Toner coverage = ((number of toner particles in developer) / (number of carrier particles in developer))
X (projected area of one toner particle) / (surface area of one carrier particle)
According to this configuration, since the toner coverage is 25% or less, it is possible to remarkably shorten the time required for applying a desired charged charge to the uncharged toner, and therefore, it is possible to further improve the charge rising performance of the toner. .

  The toner coverage of 25% represents a condition in which the total surface area of toner 1 particles that can adhere to one carrier particle matches the surface area of one carrier particle. That is, the stirring condition that the toner coverage is 25% or less is a condition that the total surface area of the carrier in the developer in the developer stirred in the stirring chamber is equal to or larger than the total surface area of the toner particles in the developer. It is.

  As a result of an experiment to investigate the charge amount distribution of toner particles using the toner coverage θ as a parameter, a significant improvement in the charging ability that all toner particles can obtain a uniform charge amount in a short time It was found that this is a feature that appears in common when the ratio is 25% or less.

  The experimental results that support this numerical basis will be described in detail in the section of the embodiment.

  The developing device according to the present invention is a developing device that visualizes an electrostatic latent image using a two-component developer composed of toner and a carrier, and is charged by being stirred with the developer in the process from the toner supply unit to the latent image carrier. In the upstream stirring chamber installed on the upstream side of the toner flow, the downstream stirring chamber installed on the downstream side, and the upstream stirring chamber, the toner concentration is kept below the first threshold value, while the downstream stirring is performed. In the chamber, a toner transfer control means for controlling a toner transfer amount between the toner supply unit, the upstream stirring chamber, and the downstream stirring chamber so as to keep the toner concentration higher than the first threshold and lower than the second threshold. And.

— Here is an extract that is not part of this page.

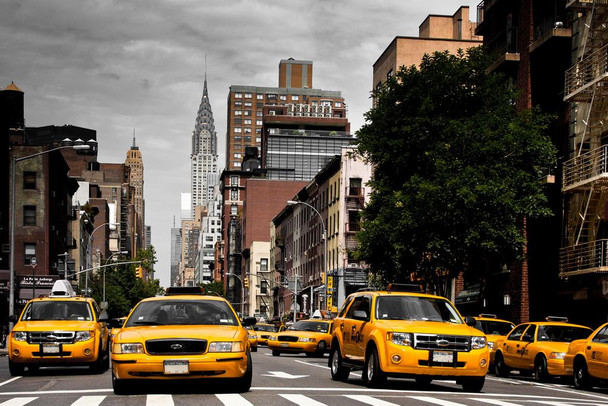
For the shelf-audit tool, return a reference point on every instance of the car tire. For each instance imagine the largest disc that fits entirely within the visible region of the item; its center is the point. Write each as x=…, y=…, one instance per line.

  In the above configuration, the toner transfer control means adjusts the toner transfer amount from the toner supply unit to the upstream stirring chamber and the toner transfer amount from the upstream stirring chamber to the downstream stirring chamber. The toner density is controlled to be lower than the first threshold value and lower than the first threshold value and lower than the second threshold value in the downstream side stirring chamber. Since the toner concentration is proportional to the length of the charging time, the upstream agitating chamber is controlled to a relatively low toner concentration compared to the downstream agitating chamber, so that a desired charged charge is imparted to the toner in order to shorten the time. In addition, the downstream stirring chamber is controlled to have a relatively high toner density as compared with the upstream stirring chamber, so that development with an emphasis on the quality of the electrostatic latent image on the surface of the latent image carrier can be performed. As a result, it is possible to further improve the charge rising performance of the toner and further stabilize the charged charge amount, and always develop a high-quality image.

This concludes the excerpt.